Applications: Agarose Gel Electrophoresis of DNA

  • DNA Analysis & Verification
    • Verifying PCR products: Confirms amplification of the expected DNA fragment.
    • Restriction Digests: Checks predicted fragments obtained after cutting DNA with specific enzymes.
    • Cloning Success: Evaluates if plasmid DNA carries the correct size inserts.
  • Medicine & Diagnostics
    • Genetic Mutations: Electrophoresis can reveal mutated gene fragments with altered sizes.
    • Disease Diagnosis: Detects pathogen-specific DNA for identifying infections.
  • Forensics & Paternity
    • DNA Fingerprinting: Unique banding patterns from repetitive DNA regions aid in individual identification.

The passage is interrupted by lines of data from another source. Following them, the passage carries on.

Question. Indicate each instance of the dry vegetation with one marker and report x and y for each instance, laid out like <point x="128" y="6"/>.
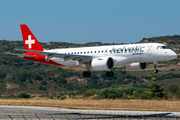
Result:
<point x="149" y="105"/>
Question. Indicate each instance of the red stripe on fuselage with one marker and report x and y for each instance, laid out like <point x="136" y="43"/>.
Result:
<point x="42" y="59"/>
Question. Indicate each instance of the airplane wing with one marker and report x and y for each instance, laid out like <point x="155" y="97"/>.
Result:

    • Relationship Identification: Comparing fragment patterns helps to establish familial relationships (paternity tests, etc.).

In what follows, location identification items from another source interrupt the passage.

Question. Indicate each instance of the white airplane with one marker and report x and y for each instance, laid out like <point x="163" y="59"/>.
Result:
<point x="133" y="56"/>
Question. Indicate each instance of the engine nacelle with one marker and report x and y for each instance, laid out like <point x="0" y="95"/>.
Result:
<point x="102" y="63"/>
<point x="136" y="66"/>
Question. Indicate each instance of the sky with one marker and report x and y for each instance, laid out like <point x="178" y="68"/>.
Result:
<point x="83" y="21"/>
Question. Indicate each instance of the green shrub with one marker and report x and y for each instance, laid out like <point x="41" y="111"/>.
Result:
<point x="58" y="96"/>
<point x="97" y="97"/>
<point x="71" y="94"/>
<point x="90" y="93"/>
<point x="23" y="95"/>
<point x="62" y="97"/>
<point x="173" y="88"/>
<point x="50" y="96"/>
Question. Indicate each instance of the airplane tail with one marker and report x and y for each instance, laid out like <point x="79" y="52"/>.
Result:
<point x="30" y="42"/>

  • Diverse Research Applications
    • Gene Expression Studies: Analyze the size and amount of mRNA.
    • Evolutionary Studies: Comparing DNA patterns between species.

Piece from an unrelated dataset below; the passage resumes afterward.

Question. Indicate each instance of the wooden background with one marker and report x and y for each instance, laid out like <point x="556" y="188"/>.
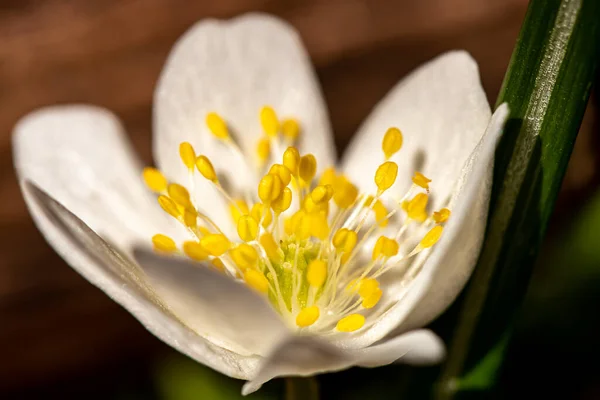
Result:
<point x="54" y="326"/>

    • Purity Checks: Ensuring isolated DNA isn’t contaminated with RNA or other material.

Considerations & Optimization: Agarose Gel Electrophoresis of DNA

  • Agarose Concentration: Affects separation range; use higher concentrations to resolve smaller fragments, lower for larger.
  • Voltage: Impacts run speed and resolution. Balance separation needs with the risk of overheating.
  • Buffer Choice: Affects conductivity and separation. TAE is better for large DNA, TBE for small.
  • Safety: Ethidium bromide is a mutagen; consider safer dye alternatives and good lab practices.


Agarose gel electrophoresis is a robust and versatile technique. While the core method is relatively simple, optimization and careful application ensure accurate and meaningful results for a wide variety of investigations in the science of DNA.